BFH-Beschluß vom 14.3.1989 (I B 50/88) BStBl. 1989 II S. 590

BFH-Beschluß vom 14.3.1989 (I B 50/88) BStBl. 1989 II S. 590

Ordnet das FA eine Außenprüfung „bei einer“ Bauherrengemeinschaft i.S. des § 1 Abs. 1 Nr. 2 VO zu § 180 Abs. 2 AO 1977 an, so ist es ernstlich zweifelhaft, ob auf Grund der Anordnung die in § 3 Abs. 1 Nr. 2 VO zu § 180 Abs. 2 AO 1977 genannten Personen die Außenprüfung gemäß § 7 Abs. 1 VO zu § 180 Abs. 2 AO 1977 zu dulden verpflichtet sind.

AO 1977 § 118, § 122 Abs. 1, § 193 Abs. 2 Nr. 2, § 197 Abs. 1 Satz 1, § 200; VO zu § 180 Abs. 2; AO 1977 § 1 Abs. 1 Nr. 2, § 2 Abs. 2, § 3 Abs. 1 Nr. 2, § 5, § 7.

Vorinstanz: FG Köln

Sachverhalt

 

I.

Die Antragstellerin und Beschwerdeführerin (Antragstellerin) ist eine Wirtschaftsprüfungs- und Steuerberatungs-GmbH, die im Streitfall als Treuhänderin und Steuerberatungsgesellschaft F-BHG auftrat. In der F-BHG hatten sich 17 Bauherren zusammengeschlossen, die je ein Reihenhaus-Baugrundstück mit einem darauf im Bauherrenmodell errichteten Reihenhaus erwarben. Die Reihenhäuser wurden 1983 bezugsfertig und anschließend überwiegend vermietet.

Nach § 1 Nr. 2 Buchst. k des zwischen der Antragstellerin und den Bauherren abgeschlossenen Treuhandvertrages vom 20. August 1982 war als Aufgabe der Antragstellerin u.a. vereinbart:

„Unterstützung des Treugebers bei der Geltendmachung und Durchsetzung steuerlicher Rechte im Zusammenhang mit dem Bauvorhaben durch Sachverhaltsaufklärung sowie Sachverhaltsnachweise nach Maßgabe der dem Treuhänder vorliegenden oder vom Baubetreuer bereitzustellenden Unterlagen sowie Vertretung des Treugebers im Rahmen der Erklärungspflichten bei der einheitlichen Gewinn- oder Einkünftefeststellung gegenüber dem Finanzamt; Entgegennahme von Verwaltungsakten der Finanzbehörden, insbesondere Prüfungsanordnungen, Prüfungsberichte und Feststellungsbescheide, die im Zusammenhang mit der Durchführung des Bauvorhabens stehen, auch nach Beendigung des Treuhandvertrages.“

Mit Verfügung vom 22. September 1987 ordnete der Antragsgegner und Beschwerdegegner (das Finanzamt – FA -) „bei der F-BHG, bestehend aus den in der Anlage aufgeführten Bauherren“ eine steuerliche Betriebsprüfung gemäß § 193 Abs. 2 Nr. 2 der Abgabenordnung (AO 1977) an. Die Verfügung wurde an die Antragstellerin gerichtet. Prüfungsbeginn sollte am 16. November 1987 sein. Die Prüfung sollte in A, Y-Straße 48, durchgeführt werden. Prüfungsgegenstand sollte die Umsatzsteuer 1982 bis 1983 und die Feststellung der Einkünfte 1982 bis 1983 sein. Am Schluß der Verfügung heißt es wörtlich:

„Die Prüfungsanordnung ergeht an Sie als Treuhänder und Steuerberater.

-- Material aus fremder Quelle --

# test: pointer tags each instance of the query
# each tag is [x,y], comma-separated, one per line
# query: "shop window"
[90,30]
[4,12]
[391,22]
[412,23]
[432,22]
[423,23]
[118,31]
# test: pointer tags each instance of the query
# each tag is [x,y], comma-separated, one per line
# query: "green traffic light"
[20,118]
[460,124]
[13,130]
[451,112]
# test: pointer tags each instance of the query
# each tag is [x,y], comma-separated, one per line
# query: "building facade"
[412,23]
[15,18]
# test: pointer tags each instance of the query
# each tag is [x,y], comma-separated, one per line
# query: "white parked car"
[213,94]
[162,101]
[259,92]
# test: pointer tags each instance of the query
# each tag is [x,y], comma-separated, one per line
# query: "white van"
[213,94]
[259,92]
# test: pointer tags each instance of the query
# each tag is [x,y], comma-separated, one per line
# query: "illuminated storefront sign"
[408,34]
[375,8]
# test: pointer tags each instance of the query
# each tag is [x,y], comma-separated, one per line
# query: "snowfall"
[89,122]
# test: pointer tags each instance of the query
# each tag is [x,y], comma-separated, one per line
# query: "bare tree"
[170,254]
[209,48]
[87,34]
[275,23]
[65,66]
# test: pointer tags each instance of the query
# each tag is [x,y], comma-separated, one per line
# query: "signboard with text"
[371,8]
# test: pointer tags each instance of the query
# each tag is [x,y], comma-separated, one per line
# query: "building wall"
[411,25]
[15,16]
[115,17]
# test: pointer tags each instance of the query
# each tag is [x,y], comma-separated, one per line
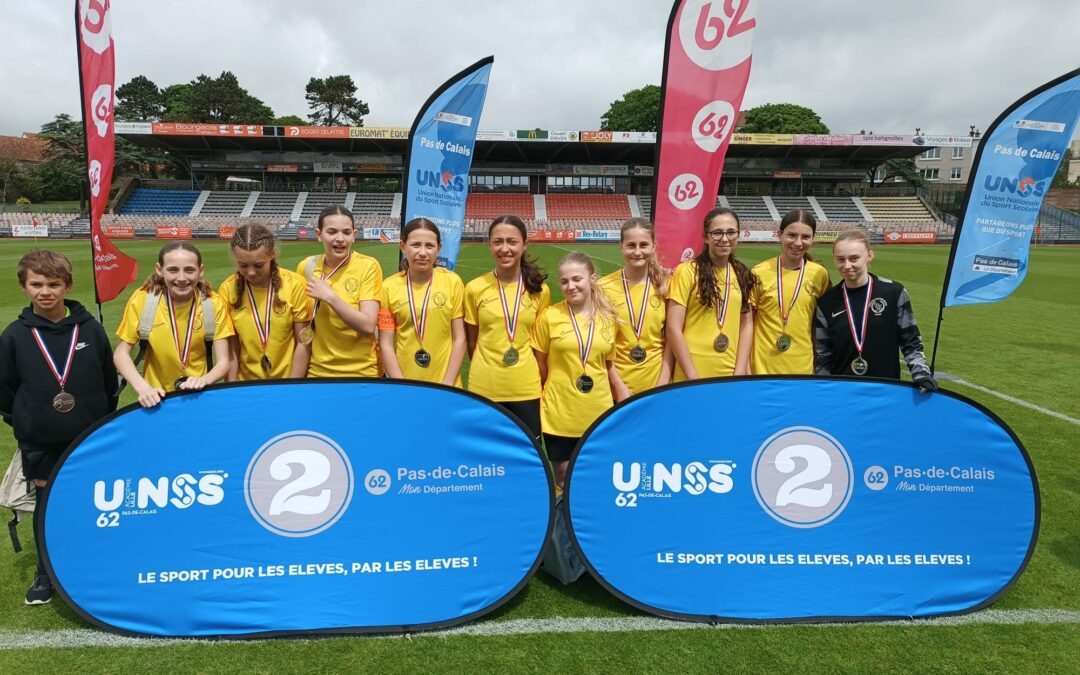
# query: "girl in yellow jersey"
[175,334]
[638,292]
[501,309]
[710,322]
[269,307]
[784,299]
[421,332]
[574,341]
[346,287]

Prüfungsanordnung und Prüfungsdurchführung erfolgen im Auftrag des Finanzamts A (§ 195 Satz 2 AO 1977, § 5 Abs. 1 Satz 2 BpO-St). Die Prüfung ist erforderlich, weil die für die Besteuerung maßgeblichen Verhältnisse in tatsächlicher Hinsicht einer Aufklärung bedürfen und diese Feststellungen nach Art und Umfang der Bauherrengemeinschaft an Amtsstelle nicht getroffen werden können (§ 193 Abs. 2 Nr. 2 AO 1977).

Der Bevollmächtigte hat eine Durchschrift dieser Prüfungsanordnung erhalten.“

Gegen die Prüfungsanordnung erhob die Antragstellerin Beschwerde, über die am 13. Oktober 1987 noch nicht entschieden war. Gleichzeitig beantragte sie die Aussetzung der Vollziehung der Verfügung. Diesen Antrag lehnte das FA mit Schreiben vom 13. Oktober 1987 ab.

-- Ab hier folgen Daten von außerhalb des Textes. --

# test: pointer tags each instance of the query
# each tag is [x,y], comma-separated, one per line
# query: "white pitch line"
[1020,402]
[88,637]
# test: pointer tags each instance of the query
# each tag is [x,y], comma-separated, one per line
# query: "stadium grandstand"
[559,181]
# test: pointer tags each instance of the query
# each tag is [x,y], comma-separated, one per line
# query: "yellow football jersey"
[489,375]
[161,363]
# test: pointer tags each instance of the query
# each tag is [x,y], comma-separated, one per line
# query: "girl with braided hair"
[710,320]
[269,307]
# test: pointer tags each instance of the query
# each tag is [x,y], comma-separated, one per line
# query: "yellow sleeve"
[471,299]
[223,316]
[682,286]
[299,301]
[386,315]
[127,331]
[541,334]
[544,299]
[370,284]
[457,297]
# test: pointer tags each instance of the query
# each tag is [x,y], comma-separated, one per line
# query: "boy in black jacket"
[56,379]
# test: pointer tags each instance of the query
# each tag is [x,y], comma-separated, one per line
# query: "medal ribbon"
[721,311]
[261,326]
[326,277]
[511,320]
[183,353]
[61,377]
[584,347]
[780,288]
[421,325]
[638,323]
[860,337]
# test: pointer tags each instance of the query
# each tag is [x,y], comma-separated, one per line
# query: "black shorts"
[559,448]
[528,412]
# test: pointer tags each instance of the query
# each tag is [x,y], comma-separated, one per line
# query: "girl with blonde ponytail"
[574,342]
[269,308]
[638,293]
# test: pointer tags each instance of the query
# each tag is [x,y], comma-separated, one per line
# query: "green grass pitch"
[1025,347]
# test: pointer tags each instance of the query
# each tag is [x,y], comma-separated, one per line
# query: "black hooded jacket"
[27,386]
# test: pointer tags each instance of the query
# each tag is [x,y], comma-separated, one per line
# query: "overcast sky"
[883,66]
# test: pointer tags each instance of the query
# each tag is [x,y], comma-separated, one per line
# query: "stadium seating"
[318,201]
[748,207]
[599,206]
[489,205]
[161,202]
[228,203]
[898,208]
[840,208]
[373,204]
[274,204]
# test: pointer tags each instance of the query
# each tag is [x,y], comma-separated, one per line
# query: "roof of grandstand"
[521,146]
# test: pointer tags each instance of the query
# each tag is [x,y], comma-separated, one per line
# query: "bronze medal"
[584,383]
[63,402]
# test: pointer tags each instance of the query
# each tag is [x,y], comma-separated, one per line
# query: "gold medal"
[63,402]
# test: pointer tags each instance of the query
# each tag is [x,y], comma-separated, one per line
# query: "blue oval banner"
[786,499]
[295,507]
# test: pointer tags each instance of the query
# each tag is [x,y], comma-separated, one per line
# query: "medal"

Am 4. Januar 1988 beantragte die Antragstellerin deshalb beim Finanzgericht (FG) die Aussetzung der Vollziehung der Verfügung vom 22. September 1987. Diesen Antrag wies das FG durch Beschluß vom 4. Mai 1988 als unbegründet zurück. Die Beschwerde wurde zugelassen.

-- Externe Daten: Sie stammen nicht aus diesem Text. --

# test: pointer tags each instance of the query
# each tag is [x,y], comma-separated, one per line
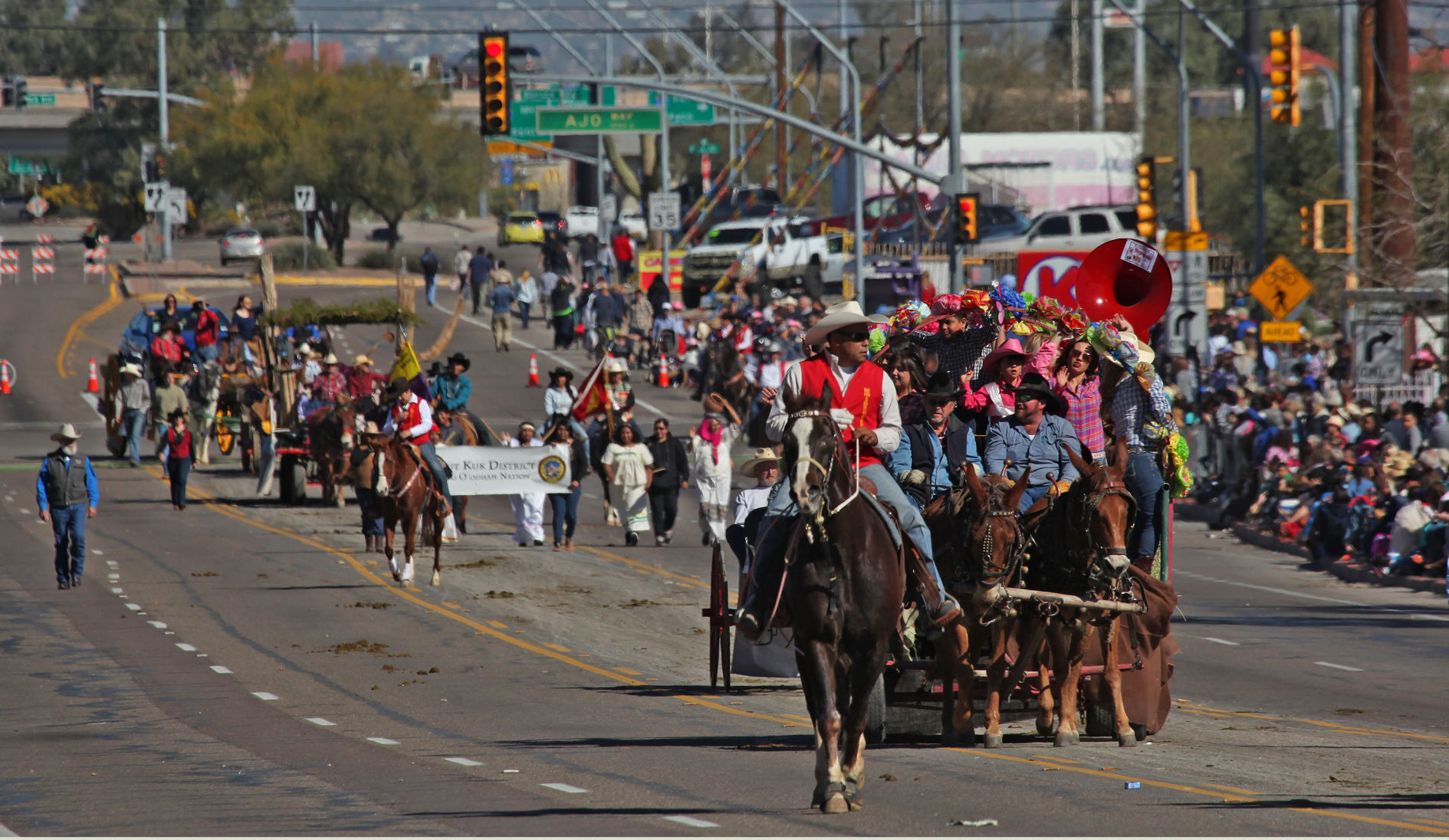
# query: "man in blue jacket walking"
[67,494]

Die Antragstellerin hat am 20. Mai 1988 Beschwerde eingelegt, der das FG nicht abgeholfen hat.

Sie beantragt sinngemäß, unter Aufhebung des Beschlusses des FG Köln vom 4. Mai 1988 6 V 1/88 die Vollziehung der Prüfungsanordnung vom 22. September 1987 auszusetzen.

Das FA beantragt, die Beschwerde zurückzuweisen.

Entscheidungsgründe

 

II.

Die Beschwerde ist begründet. Sie führt zur Aufhebung der Vorentscheidung und zu einer Entscheidung des Senats in der Sache selbst entsprechend dem Antrag der Antragstellerin (§ 132 der Finanzgerichtsordnung – FGO -).

1. Nach § 69 Abs. 3 Satz 1 i.V.m. Abs. 2 Satz 2 FGO kann das Gericht der Hauptsache die Vollziehung eines angefochtenen Verwaltungsaktes ganz oder teilweise aussetzen, wenn ernstliche Zweifel an dessen Rechtmäßigkeit bestehen. Ernstliche Zweifel sind zu bejahen, wenn bei der überschlägigen Prüfung des angefochtenen Verwaltungsaktes im Aussetzungsverfahren neben für die Rechtmäßigkeit sprechenden Umständen gewichtige gegen sie sprechende Umstände zutage treten, die Unentschiedenheit oder Unsicherheit in der Beurteilung der Rechtsfragen bewirken (Urteil des Bundesfinanzhofs – BFH – vom 17. Mai 1978 I R 50/77, BFHE 125, 423, 426, BStBl II 1978, 579). Solche Zweifel sind im Streitfall schon deshalb gegeben, weil Unklarheit darüber besteht, ob das FA eine Außenprüfung rechtswirksam „bei“ der Antragstellerin angeordnet hat.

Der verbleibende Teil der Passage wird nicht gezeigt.